Please start any new threads on our new site at https://forums.sqlteam.com. We've got lots of great SQL Server experts to answer whatever question you can come up with.

 All Forums
 General SQL Server Forums
 New to SQL Server Programming
 Query for ip and associated country

Author  Topic 

dimoss
Yak Posting Veteran

52 Posts

Posted - 2007-12-28 : 12:16:10
Hi,

I have created some statistics for my site based on the ip of the visitors. For that reason I have created two tables
1. One table with a column which hold the ip number of the visitor
Table: AccessLog
Column: IP

2. One table with the ip range and the countries
Table: Countries
Columns: ip_to, ip_from, country_name

I would like to create a query which will bring the country name of the visitor IP which IP will be like "ip_to <= ip <= ip_from"

Thanks

Denis

www.tabletennis.gr

Lamprey
Master Smack Fu Yak Hacker

4614 Posts

Posted - 2007-12-28 : 13:22:53
Denis,

Depending on your performace needs you might want to consider breaking the IP addresses into Octets. Here is an example of what I mean:
DECLARE @AccessLog TABLE
(
IPAddress varchar(15) NOT NULL,
Octet1 tinyint NOT NULL,
Octet2 tinyint NOT NULL,
Octet3 tinyint NOT NULL,
Octet4 tinyint NOT NULL
)

INSERT @AccessLog
(
IPAddress,
Octet1,
Octet2,
Octet3,
Octet4
)
SELECT
IPAddress,
PARSENAME(IPAddress, 4) AS Octet1,
PARSENAME(IPAddress, 3) AS Octet2,
PARSENAME(IPAddress, 2) AS Octet3,
PARSENAME(IPAddress, 1) AS Octet4
FROM
-- Derived table of IPs
(
SELECT '172.1.1.1' AS IPAddress
UNION ALL SELECT '198.123.56.230'
UNION ALL SELECT '10.124.1.189'
) AS Temp
That way you cana index the octets and get some pretty screaming performance. Otherwise I think you'll have to apply functions to the IPs to break them into octets at query time.
Go to Top of Page

dimoss
Yak Posting Veteran

52 Posts

Posted - 2007-12-28 : 14:10:13
Hi Lamprey,

I have already convert the ip's into numbers using the following function using .asp
<%
Private Function ipAd2ipNum(ipA)
strO = ipA
pos1 = InStr(strO, ".")
intA = CInt(Left(strO, (pos1-1)))
strO2 = Mid(strO, pos1+1, len(strO))
pos2 = InStr(strO2, ".")
intB = CInt(Left(strO2, (pos2-1)))
strO3 = Mid(strO2, pos2+1, len(strO2))
pos3 = InStr(strO3, ".")
intC = CInt(Left(strO3, (pos3-1)))
intD = CInt(Mid(strO3, pos3+1, len(strO3)))

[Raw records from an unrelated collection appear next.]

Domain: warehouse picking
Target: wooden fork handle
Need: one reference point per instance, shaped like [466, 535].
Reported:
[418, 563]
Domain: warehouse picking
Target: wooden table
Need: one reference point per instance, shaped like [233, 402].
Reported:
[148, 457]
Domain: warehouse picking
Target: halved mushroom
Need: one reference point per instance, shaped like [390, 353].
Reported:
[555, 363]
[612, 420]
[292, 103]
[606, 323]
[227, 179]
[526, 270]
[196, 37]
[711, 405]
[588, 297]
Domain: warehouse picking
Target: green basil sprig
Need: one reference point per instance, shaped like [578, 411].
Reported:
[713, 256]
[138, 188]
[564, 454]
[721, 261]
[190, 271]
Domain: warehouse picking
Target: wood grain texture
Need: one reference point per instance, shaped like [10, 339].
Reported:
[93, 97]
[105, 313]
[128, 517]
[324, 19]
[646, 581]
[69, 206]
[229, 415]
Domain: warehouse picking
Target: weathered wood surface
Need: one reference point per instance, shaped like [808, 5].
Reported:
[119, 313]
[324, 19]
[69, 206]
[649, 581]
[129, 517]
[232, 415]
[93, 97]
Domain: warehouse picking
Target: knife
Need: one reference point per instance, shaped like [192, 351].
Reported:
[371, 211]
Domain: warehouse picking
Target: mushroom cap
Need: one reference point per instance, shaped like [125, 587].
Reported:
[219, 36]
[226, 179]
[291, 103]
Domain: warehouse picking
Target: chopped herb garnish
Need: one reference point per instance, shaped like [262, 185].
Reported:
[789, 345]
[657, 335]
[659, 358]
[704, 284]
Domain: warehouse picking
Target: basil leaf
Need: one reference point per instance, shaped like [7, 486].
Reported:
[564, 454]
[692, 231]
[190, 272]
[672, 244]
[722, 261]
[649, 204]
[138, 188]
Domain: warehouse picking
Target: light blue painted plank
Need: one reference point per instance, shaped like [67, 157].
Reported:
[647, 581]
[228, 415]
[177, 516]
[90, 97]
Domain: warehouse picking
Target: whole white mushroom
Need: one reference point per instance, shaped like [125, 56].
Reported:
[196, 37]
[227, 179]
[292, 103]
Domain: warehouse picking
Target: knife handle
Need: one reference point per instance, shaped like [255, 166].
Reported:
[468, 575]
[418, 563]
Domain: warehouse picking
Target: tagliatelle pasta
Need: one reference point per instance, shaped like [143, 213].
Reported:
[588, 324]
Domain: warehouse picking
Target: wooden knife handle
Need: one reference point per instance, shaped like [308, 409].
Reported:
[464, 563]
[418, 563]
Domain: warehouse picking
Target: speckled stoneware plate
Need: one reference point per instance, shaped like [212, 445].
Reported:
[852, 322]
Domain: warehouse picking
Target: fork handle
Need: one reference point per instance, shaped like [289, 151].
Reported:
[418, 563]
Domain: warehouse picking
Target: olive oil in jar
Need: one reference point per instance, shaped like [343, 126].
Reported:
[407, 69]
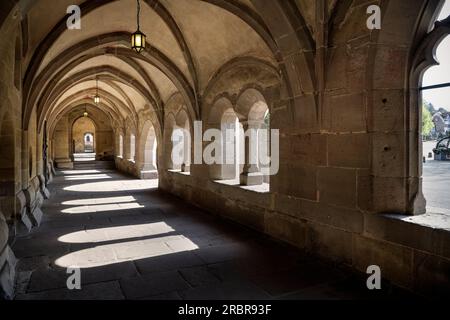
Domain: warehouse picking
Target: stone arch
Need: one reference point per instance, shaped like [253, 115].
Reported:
[148, 151]
[7, 166]
[80, 127]
[398, 62]
[183, 124]
[18, 64]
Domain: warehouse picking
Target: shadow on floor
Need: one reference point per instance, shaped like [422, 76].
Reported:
[131, 241]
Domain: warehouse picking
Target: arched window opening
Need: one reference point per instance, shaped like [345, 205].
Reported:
[435, 122]
[186, 165]
[88, 142]
[82, 130]
[233, 147]
[120, 146]
[18, 65]
[132, 147]
[178, 148]
[7, 162]
[148, 159]
[253, 104]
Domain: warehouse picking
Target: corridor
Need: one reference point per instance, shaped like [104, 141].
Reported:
[133, 242]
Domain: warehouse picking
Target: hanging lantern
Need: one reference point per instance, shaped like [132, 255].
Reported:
[138, 39]
[96, 97]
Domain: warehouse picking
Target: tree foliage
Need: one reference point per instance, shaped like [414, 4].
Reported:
[427, 123]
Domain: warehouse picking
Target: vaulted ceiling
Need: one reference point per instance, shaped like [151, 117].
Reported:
[189, 41]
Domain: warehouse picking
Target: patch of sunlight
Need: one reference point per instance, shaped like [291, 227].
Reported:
[88, 177]
[109, 186]
[102, 208]
[103, 255]
[68, 172]
[84, 202]
[117, 233]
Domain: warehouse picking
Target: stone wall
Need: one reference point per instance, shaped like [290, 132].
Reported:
[343, 161]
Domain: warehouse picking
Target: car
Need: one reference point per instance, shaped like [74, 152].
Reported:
[442, 150]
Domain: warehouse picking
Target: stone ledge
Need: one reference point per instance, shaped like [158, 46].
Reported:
[428, 232]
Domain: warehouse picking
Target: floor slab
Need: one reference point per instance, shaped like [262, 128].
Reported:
[131, 241]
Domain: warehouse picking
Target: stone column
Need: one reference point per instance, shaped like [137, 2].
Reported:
[185, 166]
[251, 174]
[7, 262]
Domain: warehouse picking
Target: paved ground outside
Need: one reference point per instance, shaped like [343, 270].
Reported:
[436, 182]
[133, 242]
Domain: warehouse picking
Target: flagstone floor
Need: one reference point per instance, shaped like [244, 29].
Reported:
[131, 241]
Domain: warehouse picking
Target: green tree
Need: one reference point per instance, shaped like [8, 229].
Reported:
[427, 122]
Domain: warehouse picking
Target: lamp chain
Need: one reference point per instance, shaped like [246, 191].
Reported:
[138, 14]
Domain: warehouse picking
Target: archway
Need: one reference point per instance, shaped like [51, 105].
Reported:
[7, 167]
[83, 139]
[83, 136]
[148, 152]
[436, 118]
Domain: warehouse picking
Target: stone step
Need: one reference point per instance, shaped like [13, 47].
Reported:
[94, 165]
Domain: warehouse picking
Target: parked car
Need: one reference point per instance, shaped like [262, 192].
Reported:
[442, 150]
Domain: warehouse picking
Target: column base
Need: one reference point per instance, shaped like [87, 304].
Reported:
[64, 163]
[8, 263]
[149, 174]
[251, 178]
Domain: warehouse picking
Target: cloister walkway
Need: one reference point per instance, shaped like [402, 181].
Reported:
[131, 241]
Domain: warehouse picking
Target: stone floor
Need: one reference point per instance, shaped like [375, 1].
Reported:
[133, 242]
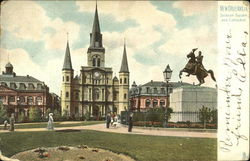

intConvert = (intA*(256*256*256)) + (intB*(256*256)) + (intC*256) + intD
ipAd2ipNum = Trim(intConvert)
End Function
%>

So, in the AccessLog table I have one column with the IP (like 192.168.1.1) and the converted one in octet style. This is created on the fly using the function above..:-)
Also the columns "ip_to" and "ip_from" in the countries table are octets.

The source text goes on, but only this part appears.